実は硬化療法で用いるフォームの効果を比較することはとても難しいです。本来なら、条件を変えたフォームを同じような状態の複数の患者さんに使い、その効果を比較する必要があります。ですが、実際の患者さんでは、治療結果を左右するような条件がたくさんあり、純粋にフォームの効果だけを比較することはとても難しいのです。なので、ここでは、細かくて長持ちする泡を良い泡と判断すると考えてください。泡の性状に影響を及ぼすような要因はたくさんあります。例えば、用いる気体の種類なら、空気・二酸化炭素・酸素が候補ですし、気体と硬化剤を混ぜるときに使う道具もたくさんあります。その中で、現在有効とされているいくつかの手法について紹介します。
気体の種類
私がフォーム硬化療法を初めて知った時に最も驚いたことは、その強い効果ではありません。なんだと思いますか? 静脈に空気を注入していいの? という疑問でした。

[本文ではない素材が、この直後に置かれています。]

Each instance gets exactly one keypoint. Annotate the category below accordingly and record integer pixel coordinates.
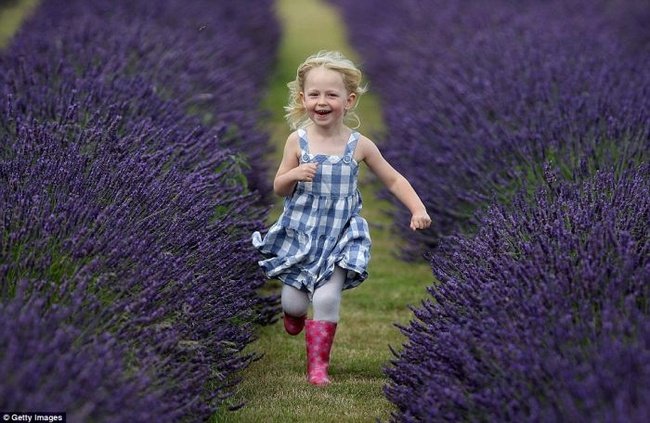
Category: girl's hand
(420, 220)
(305, 172)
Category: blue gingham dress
(320, 226)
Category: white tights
(326, 299)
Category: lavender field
(128, 286)
(525, 128)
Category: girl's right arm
(291, 171)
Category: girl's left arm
(397, 184)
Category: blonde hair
(296, 114)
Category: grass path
(274, 388)
(11, 16)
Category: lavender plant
(543, 315)
(125, 214)
(477, 96)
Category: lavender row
(541, 316)
(478, 95)
(127, 281)
(526, 124)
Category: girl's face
(325, 97)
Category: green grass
(11, 16)
(274, 388)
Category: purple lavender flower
(477, 96)
(126, 208)
(542, 315)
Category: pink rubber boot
(293, 325)
(319, 335)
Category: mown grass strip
(274, 388)
(11, 16)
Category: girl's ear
(352, 98)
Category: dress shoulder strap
(302, 139)
(352, 144)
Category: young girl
(320, 245)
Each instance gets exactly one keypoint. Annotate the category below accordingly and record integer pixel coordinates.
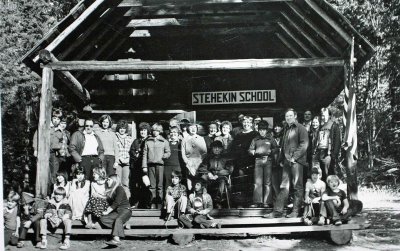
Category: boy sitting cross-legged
(175, 195)
(216, 169)
(199, 207)
(335, 203)
(58, 212)
(315, 187)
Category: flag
(349, 115)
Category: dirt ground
(384, 234)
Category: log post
(42, 171)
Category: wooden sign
(234, 97)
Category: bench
(242, 222)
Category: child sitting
(263, 147)
(315, 187)
(199, 207)
(335, 204)
(216, 170)
(61, 181)
(32, 212)
(58, 212)
(156, 149)
(11, 219)
(97, 202)
(175, 195)
(79, 194)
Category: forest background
(24, 22)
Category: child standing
(98, 201)
(79, 194)
(173, 163)
(335, 204)
(199, 206)
(32, 212)
(58, 212)
(216, 170)
(175, 195)
(315, 187)
(156, 149)
(62, 181)
(11, 219)
(264, 148)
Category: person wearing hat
(199, 206)
(264, 148)
(315, 187)
(194, 150)
(156, 149)
(216, 169)
(31, 212)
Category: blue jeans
(262, 181)
(292, 175)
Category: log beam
(66, 77)
(196, 65)
(314, 27)
(295, 52)
(42, 173)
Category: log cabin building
(147, 60)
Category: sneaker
(20, 244)
(65, 245)
(272, 215)
(292, 215)
(113, 243)
(307, 222)
(43, 244)
(96, 226)
(321, 221)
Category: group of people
(186, 173)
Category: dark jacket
(295, 143)
(155, 150)
(77, 144)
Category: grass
(382, 197)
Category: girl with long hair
(118, 213)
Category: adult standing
(124, 142)
(293, 160)
(86, 148)
(136, 172)
(57, 143)
(212, 134)
(194, 150)
(109, 140)
(328, 145)
(118, 213)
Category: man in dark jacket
(87, 149)
(293, 160)
(328, 144)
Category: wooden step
(223, 231)
(239, 212)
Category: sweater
(109, 141)
(118, 199)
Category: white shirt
(91, 144)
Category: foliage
(377, 20)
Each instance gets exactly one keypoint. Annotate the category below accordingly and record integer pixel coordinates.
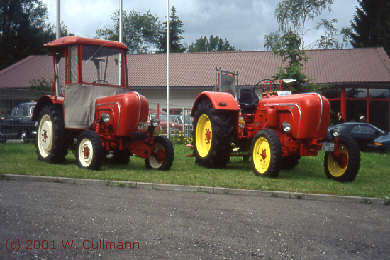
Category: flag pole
(120, 39)
(168, 43)
(58, 35)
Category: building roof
(350, 67)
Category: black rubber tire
(275, 150)
(58, 149)
(153, 163)
(120, 157)
(353, 163)
(289, 162)
(222, 124)
(97, 150)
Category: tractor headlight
(143, 126)
(155, 123)
(336, 132)
(286, 127)
(105, 118)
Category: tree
(23, 30)
(287, 42)
(371, 25)
(141, 31)
(211, 45)
(175, 34)
(287, 46)
(329, 39)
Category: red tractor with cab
(92, 111)
(273, 127)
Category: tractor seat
(248, 100)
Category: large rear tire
(49, 140)
(162, 155)
(266, 153)
(345, 165)
(213, 133)
(89, 150)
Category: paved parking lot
(38, 220)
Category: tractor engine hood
(308, 114)
(126, 111)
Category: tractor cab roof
(76, 40)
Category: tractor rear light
(286, 127)
(335, 132)
(143, 126)
(155, 123)
(105, 118)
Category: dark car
(382, 142)
(363, 133)
(18, 124)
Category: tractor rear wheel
(213, 133)
(89, 150)
(49, 140)
(266, 153)
(162, 155)
(343, 165)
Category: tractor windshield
(101, 65)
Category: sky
(243, 22)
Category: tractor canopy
(85, 70)
(86, 61)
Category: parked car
(18, 124)
(382, 143)
(363, 133)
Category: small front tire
(49, 140)
(266, 153)
(345, 165)
(89, 151)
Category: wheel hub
(204, 135)
(86, 152)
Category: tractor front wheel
(266, 153)
(213, 132)
(49, 140)
(343, 164)
(89, 151)
(162, 155)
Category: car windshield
(23, 110)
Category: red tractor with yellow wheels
(92, 111)
(274, 128)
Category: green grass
(373, 180)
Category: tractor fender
(219, 100)
(46, 100)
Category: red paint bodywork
(220, 100)
(126, 111)
(308, 115)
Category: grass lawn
(373, 180)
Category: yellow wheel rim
(204, 135)
(338, 166)
(261, 155)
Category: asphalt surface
(38, 218)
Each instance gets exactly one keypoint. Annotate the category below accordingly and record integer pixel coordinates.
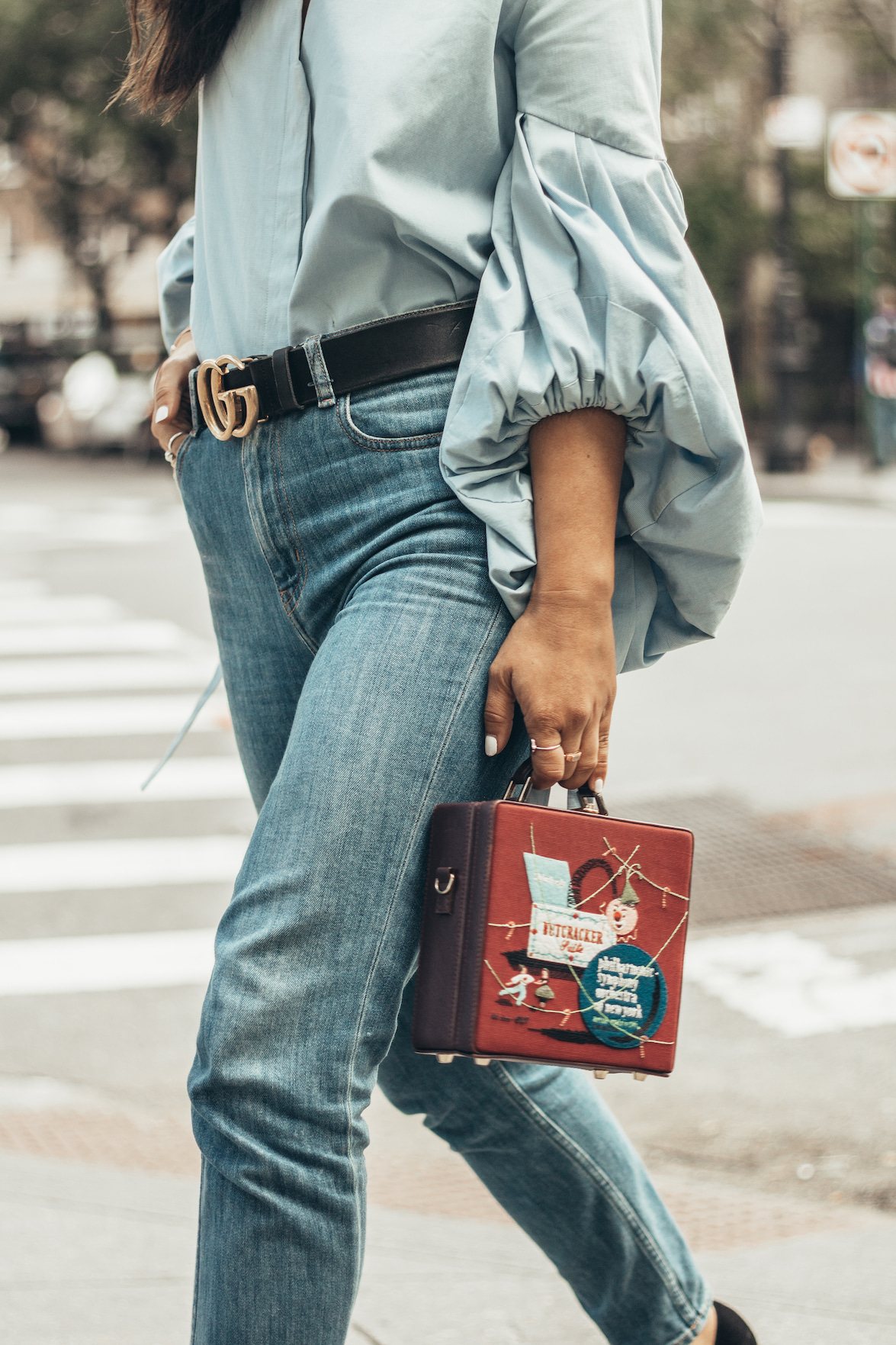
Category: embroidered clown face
(621, 912)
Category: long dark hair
(174, 43)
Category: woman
(493, 167)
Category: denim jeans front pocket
(409, 413)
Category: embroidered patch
(568, 936)
(549, 881)
(623, 997)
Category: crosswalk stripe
(107, 717)
(101, 865)
(40, 610)
(119, 782)
(24, 677)
(109, 638)
(105, 962)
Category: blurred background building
(89, 195)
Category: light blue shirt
(401, 155)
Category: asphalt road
(776, 743)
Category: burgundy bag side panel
(478, 908)
(443, 930)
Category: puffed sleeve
(593, 298)
(174, 269)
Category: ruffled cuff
(593, 299)
(174, 269)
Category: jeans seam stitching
(195, 1276)
(300, 555)
(619, 1202)
(371, 442)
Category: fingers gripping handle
(521, 779)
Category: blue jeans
(357, 623)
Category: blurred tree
(102, 179)
(718, 69)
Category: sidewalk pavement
(97, 1257)
(845, 479)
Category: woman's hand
(559, 662)
(170, 408)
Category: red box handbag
(552, 936)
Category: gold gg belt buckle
(229, 414)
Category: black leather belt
(233, 400)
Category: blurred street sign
(795, 123)
(862, 155)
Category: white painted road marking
(109, 717)
(119, 782)
(95, 865)
(108, 638)
(40, 610)
(105, 962)
(26, 677)
(788, 983)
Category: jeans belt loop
(320, 372)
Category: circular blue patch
(621, 996)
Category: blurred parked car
(97, 408)
(21, 386)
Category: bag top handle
(521, 779)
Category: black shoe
(732, 1329)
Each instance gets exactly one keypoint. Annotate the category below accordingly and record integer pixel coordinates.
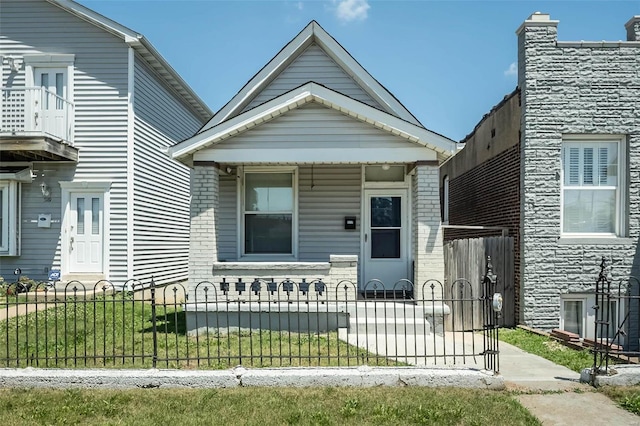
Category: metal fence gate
(617, 321)
(255, 324)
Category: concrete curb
(619, 375)
(239, 376)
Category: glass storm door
(50, 110)
(385, 238)
(86, 233)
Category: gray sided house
(87, 107)
(557, 162)
(314, 170)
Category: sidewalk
(554, 393)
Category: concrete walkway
(554, 393)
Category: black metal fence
(617, 321)
(259, 324)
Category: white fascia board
(300, 96)
(274, 66)
(317, 155)
(249, 119)
(95, 18)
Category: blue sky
(448, 62)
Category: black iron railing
(617, 321)
(260, 324)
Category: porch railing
(36, 111)
(278, 324)
(617, 321)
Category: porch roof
(314, 92)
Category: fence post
(491, 308)
(153, 322)
(600, 350)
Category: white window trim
(10, 242)
(588, 313)
(620, 218)
(574, 298)
(53, 61)
(240, 217)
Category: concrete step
(388, 318)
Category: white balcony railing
(35, 111)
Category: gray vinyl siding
(313, 65)
(100, 96)
(40, 246)
(161, 185)
(316, 126)
(323, 202)
(326, 194)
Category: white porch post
(427, 230)
(203, 250)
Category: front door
(86, 241)
(50, 115)
(385, 238)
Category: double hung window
(592, 202)
(268, 224)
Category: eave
(313, 32)
(29, 148)
(313, 92)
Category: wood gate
(467, 258)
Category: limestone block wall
(572, 88)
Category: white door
(385, 239)
(50, 109)
(86, 233)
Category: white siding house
(87, 108)
(314, 166)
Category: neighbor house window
(573, 316)
(8, 218)
(592, 203)
(269, 212)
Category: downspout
(130, 161)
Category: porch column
(427, 230)
(203, 248)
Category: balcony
(36, 125)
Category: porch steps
(383, 317)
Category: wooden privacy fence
(466, 258)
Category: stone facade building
(577, 129)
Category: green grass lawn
(116, 331)
(262, 406)
(547, 348)
(627, 397)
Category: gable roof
(312, 33)
(313, 92)
(140, 44)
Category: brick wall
(484, 180)
(427, 228)
(572, 88)
(489, 195)
(203, 232)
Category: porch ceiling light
(46, 191)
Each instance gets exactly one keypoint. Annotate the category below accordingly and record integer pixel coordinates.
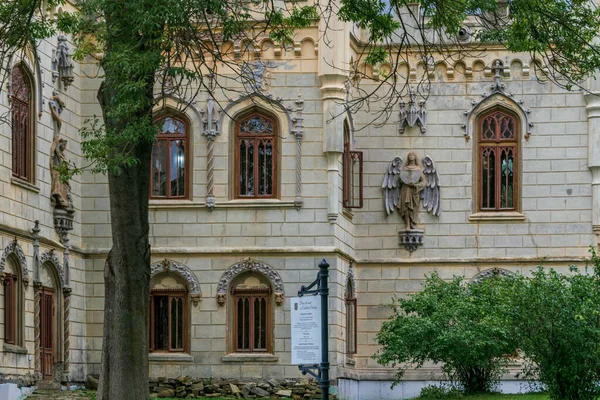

動脈であれ静脈であれ、血管の中に空気を入れてはいけない、というのは医学の基本的な常識として教え込まれ、研修医時代から点滴の中に空気が入らないように気をつけてきたからです。一般的には、静脈に注入された空気は右心を通って肺動脈に入り、肺の毛細血管に引っかかります。そこでゆっくりと吸収されて呼吸で排出されます。しかし、中には右心から左心へと血液が漏れている方がおられ、その場合は漏れた空気が脳梗塞や心筋梗塞を引き起こす可能性があります。この懸念を少しでも払拭するために、様々な気体が使われてきました。最も一般的に使われているのは普通の空気です。化学的には窒素が78%、酸素が20%、アルゴンが1%、その他がまとめて1%といったところです。この窒素は血液に溶けにくい性質があり、血管内に注入されると長期間残存し、先ほど挙げたような問題の原因となります。それを解消するために、空気の代わりに血液への溶解がスムーズな二酸化炭素や酸素を選択する施設もあり、 私もそうしています。ただし、二酸化炭素を使用してフォームを作成すると、フォームの持続時間が大きく損なわれます。そこで、フォームの作り方を工夫する必要が生じます。
フォームの作り方
最初に開発され、そして最も普及しているのは、二つの注射器を使う方法です。注射器に気体と硬化剤を入れ、出し入れを繰り返すことで乱流を生じ、二つが混ざってフォームとなります。一般的にはフォームというとこの方法で作成されたものを指すことがほとんどです。しかし、その方法で作られるフォームは、粒の細かさや持続力の点で問題があり、それがフォーム硬化療法の限界となっていました。それを革命的に進化させたものがVarithenaです。それはフォームを作成するための専用キットで、精密に加工された通路に硬化剤と気体を通すことで、とても細かく持続性の高いフォームを安定して作成できます。Varithenaを用いると、それまでのフォームでは治療できなかったような太い血管などにも安定した効果が実証され、フォーム硬化療法の限界を広げてくれました。他にも、スペインで開発されたVarixioという機械は容器の中に硬化剤と気体を入れて、中で攪拌機を高速回転させることでフォームを作ります。先ほど紹介したVarithenaと同等のフォームが作成できることがわかっており、当クリニックでも採用しています。
少しでも安全で効果の高いフォームを作りたい、というのは硬化療法を始めた時からの願いです。かなり、その理想に近づけたと思っています。